SH23A-4152:
Non-linear Tearing and Flux rope Formation in 3D Null Current Sheets
Tuesday, 16 December 2014
Peter Fraser Wyper, Oak Ridge Associated Universities Inc., Oak Ridge, TN, United States; NASA Goddard Space Flight Center, Greenbelt, MD, United States and David I Pontin, University of Dundee, Dundee, United Kingdom
Abstract:
The manner in which small scale structure affects the large scale reconnection process in realistic 3D geometries is still an unsolved problem.
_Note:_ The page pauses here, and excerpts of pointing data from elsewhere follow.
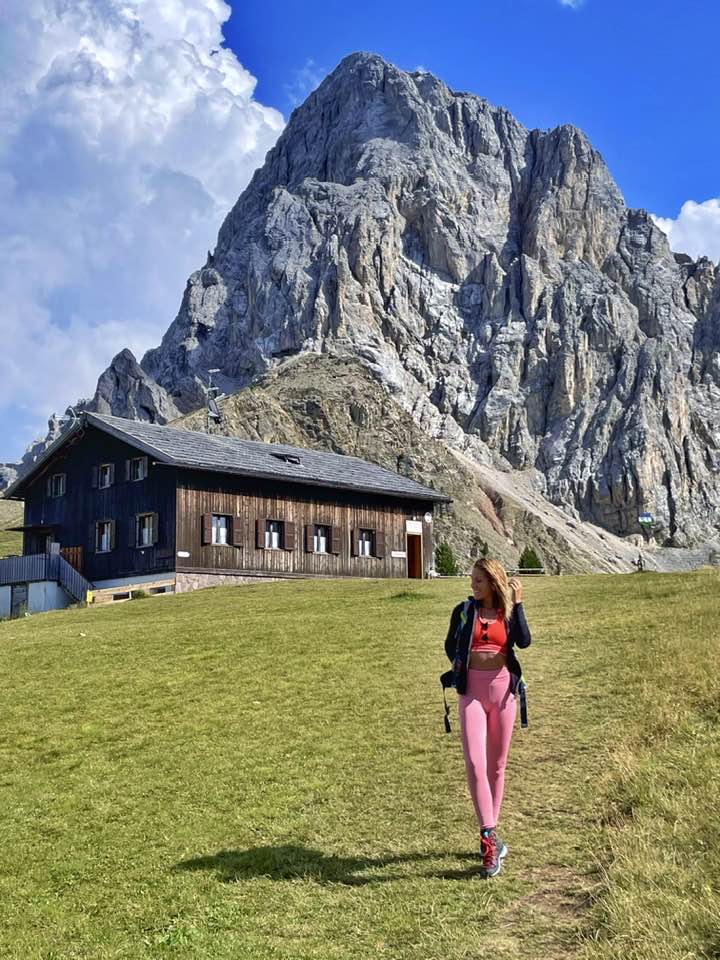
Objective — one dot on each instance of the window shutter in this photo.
(380, 543)
(336, 542)
(237, 537)
(206, 528)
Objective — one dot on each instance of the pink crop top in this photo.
(490, 635)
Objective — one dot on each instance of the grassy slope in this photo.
(189, 776)
(11, 514)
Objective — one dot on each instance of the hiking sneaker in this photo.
(502, 847)
(490, 852)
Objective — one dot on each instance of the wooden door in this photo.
(18, 599)
(414, 552)
(74, 556)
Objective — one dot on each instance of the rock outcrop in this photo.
(492, 279)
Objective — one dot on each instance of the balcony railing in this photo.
(44, 566)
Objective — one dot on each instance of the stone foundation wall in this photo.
(185, 582)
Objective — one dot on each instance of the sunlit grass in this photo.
(262, 772)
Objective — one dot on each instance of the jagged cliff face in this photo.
(493, 280)
(330, 403)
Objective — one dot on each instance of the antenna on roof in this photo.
(213, 395)
(68, 419)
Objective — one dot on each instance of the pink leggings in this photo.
(487, 717)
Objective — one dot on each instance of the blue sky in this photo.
(641, 78)
(130, 127)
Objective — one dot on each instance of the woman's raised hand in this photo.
(516, 588)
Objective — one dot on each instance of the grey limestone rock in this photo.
(493, 280)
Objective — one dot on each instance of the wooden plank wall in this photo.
(246, 500)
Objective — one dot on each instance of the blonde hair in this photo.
(495, 573)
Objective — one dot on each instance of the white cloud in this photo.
(126, 134)
(696, 229)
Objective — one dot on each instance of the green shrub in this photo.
(529, 560)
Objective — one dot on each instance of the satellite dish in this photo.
(214, 410)
(69, 418)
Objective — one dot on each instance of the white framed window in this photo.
(103, 536)
(221, 529)
(105, 475)
(273, 534)
(365, 543)
(321, 539)
(138, 468)
(145, 530)
(56, 486)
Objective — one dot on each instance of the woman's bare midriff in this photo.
(487, 660)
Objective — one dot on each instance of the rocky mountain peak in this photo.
(491, 278)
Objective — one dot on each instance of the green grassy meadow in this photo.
(11, 514)
(262, 772)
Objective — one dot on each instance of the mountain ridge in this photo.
(490, 276)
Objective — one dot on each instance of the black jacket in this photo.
(458, 640)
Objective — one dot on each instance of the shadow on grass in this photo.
(289, 861)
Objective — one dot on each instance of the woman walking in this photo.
(480, 641)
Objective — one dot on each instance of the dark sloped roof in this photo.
(202, 451)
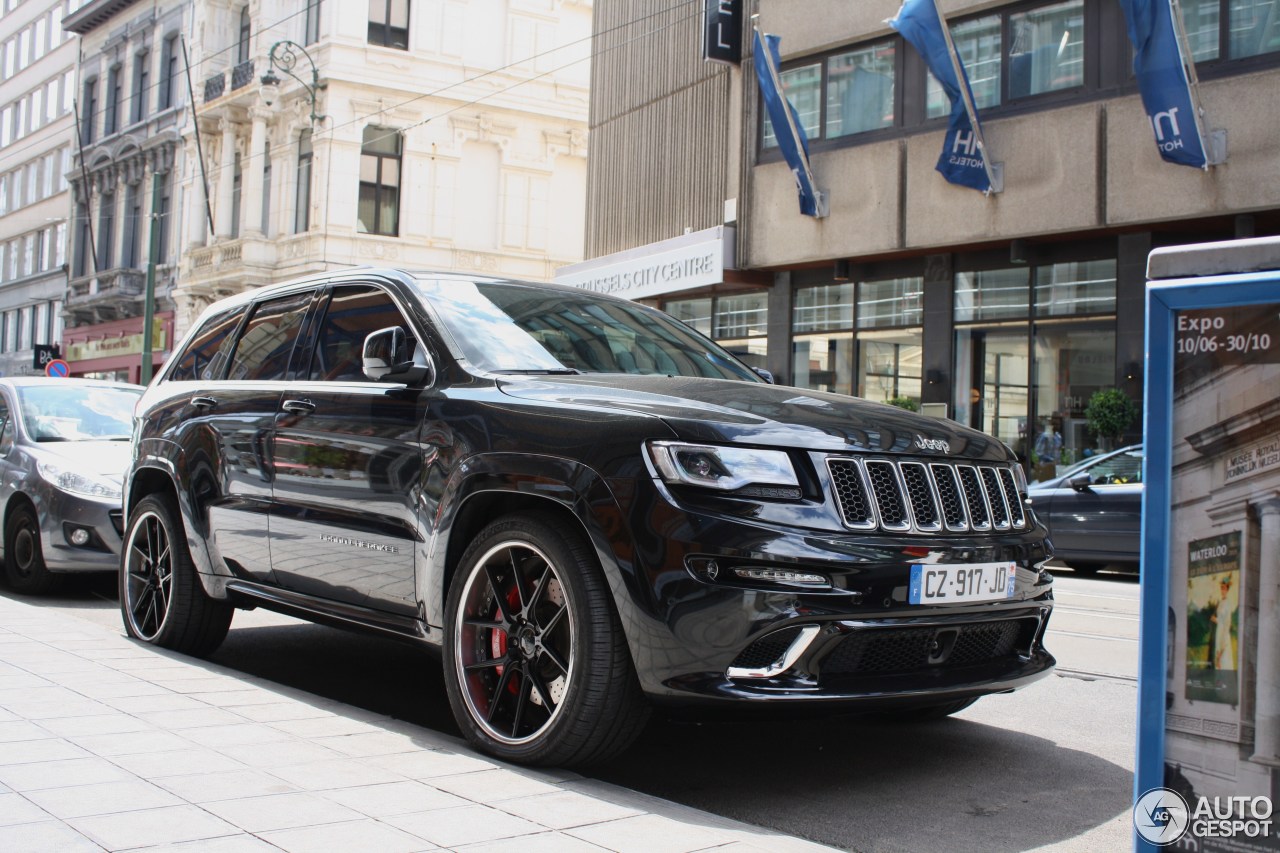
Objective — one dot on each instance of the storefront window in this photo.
(822, 309)
(1072, 290)
(741, 315)
(693, 313)
(991, 386)
(992, 295)
(888, 365)
(1072, 363)
(895, 301)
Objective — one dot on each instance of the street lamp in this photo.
(284, 55)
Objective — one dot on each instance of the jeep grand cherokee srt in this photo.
(585, 506)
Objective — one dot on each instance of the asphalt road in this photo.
(1047, 767)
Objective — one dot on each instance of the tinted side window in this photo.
(353, 313)
(5, 428)
(264, 349)
(206, 354)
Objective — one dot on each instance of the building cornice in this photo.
(94, 14)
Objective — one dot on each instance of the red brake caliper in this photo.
(498, 639)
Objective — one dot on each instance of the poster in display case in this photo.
(1208, 734)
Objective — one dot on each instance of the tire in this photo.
(538, 669)
(161, 600)
(24, 556)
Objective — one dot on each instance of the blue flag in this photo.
(786, 123)
(1166, 94)
(961, 162)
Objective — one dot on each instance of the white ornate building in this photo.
(433, 133)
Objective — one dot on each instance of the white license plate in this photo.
(937, 584)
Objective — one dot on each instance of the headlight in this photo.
(77, 483)
(728, 469)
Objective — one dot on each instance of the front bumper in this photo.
(703, 634)
(62, 512)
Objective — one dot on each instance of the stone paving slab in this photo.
(108, 744)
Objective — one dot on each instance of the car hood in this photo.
(727, 411)
(108, 460)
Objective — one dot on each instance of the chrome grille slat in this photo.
(923, 496)
(1016, 515)
(995, 497)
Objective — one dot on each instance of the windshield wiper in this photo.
(542, 372)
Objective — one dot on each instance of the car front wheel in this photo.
(23, 556)
(538, 669)
(161, 600)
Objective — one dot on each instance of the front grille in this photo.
(767, 649)
(908, 649)
(926, 497)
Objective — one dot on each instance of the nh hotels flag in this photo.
(1162, 81)
(963, 154)
(786, 124)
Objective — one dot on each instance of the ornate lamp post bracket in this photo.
(284, 55)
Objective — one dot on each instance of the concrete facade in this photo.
(483, 110)
(36, 133)
(1086, 196)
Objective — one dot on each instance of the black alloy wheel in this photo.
(538, 669)
(161, 600)
(23, 555)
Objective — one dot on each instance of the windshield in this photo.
(515, 328)
(74, 413)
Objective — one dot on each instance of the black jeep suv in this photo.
(584, 505)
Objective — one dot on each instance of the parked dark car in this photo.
(1093, 510)
(64, 446)
(584, 505)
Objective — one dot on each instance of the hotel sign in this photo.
(722, 31)
(680, 264)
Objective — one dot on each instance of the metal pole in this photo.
(149, 305)
(965, 96)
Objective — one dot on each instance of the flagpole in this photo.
(791, 121)
(1175, 12)
(965, 96)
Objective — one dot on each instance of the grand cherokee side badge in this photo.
(932, 443)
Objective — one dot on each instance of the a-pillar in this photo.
(1266, 746)
(227, 181)
(251, 195)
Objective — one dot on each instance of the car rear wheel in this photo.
(161, 600)
(538, 669)
(23, 555)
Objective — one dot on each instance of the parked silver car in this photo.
(64, 445)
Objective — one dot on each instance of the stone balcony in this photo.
(113, 293)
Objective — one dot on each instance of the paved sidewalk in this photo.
(112, 744)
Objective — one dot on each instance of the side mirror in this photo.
(1080, 483)
(388, 357)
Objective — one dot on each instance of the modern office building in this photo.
(36, 135)
(444, 135)
(131, 110)
(1008, 310)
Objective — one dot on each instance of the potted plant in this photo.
(1109, 414)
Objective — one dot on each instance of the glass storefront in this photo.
(1032, 345)
(739, 323)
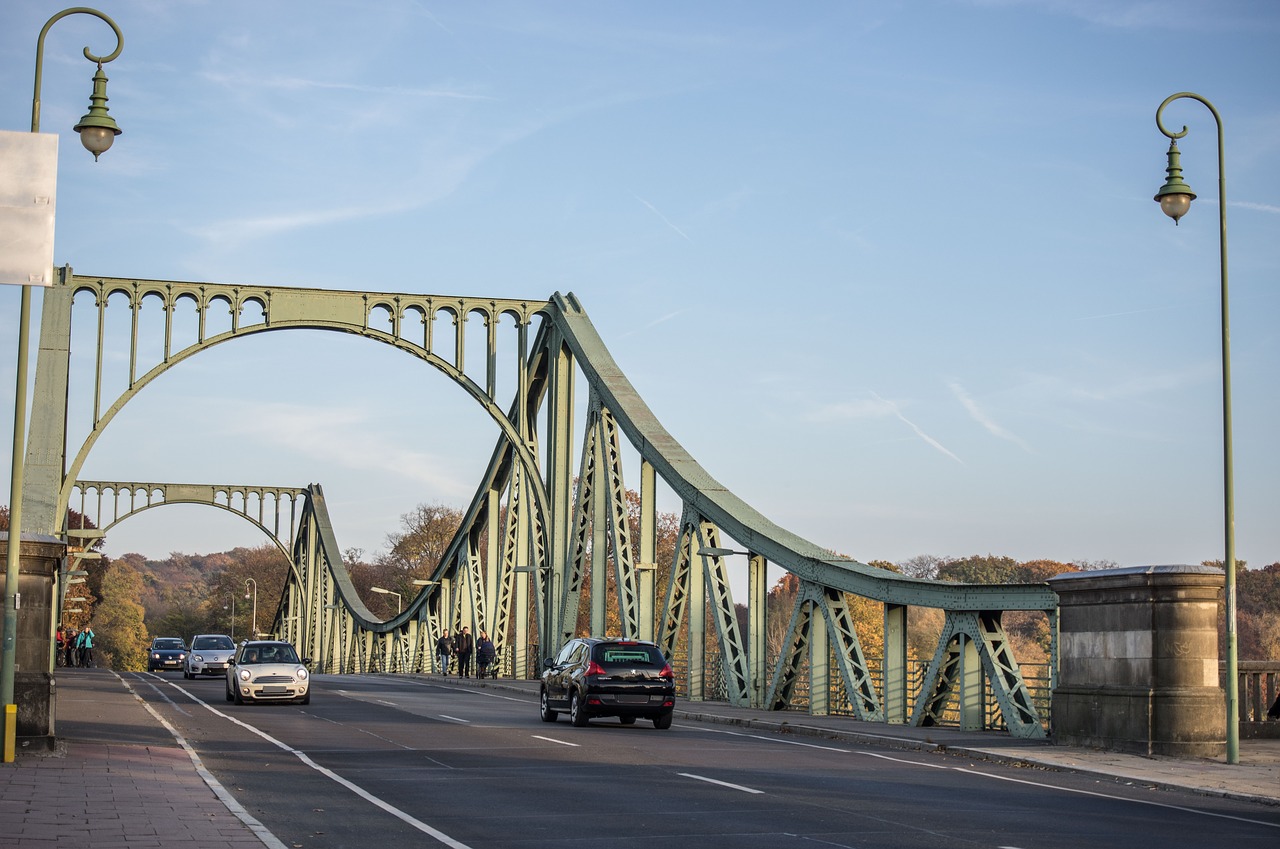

With the increase in computational resources and improvements in satellite instrumentation, signatures of flux ropes or “plasmoids” are now observed with increasing regularity, yet their formation and dynamics are poorly understood. It has been demonstrated that even at MHD scales, in 2D rapid non-linear tearing of Sweet-Parker-like layers forms multiple magnetic islands (“plasmoids”) and allows the reconnection rate to become almost independent of the Lundquist number (the “plasmoid instability”). This work presents some of our recent theoretical work focussing on an analogous instability in a fully 3D geometry. Using results from a series of 3D high resolution MHD simulations, the formation and evolution of fully three dimensional “flux rope” structures following the 3D plasmoid instability will be presented, and their effects on the manner of the reconnection process as a whole discussed.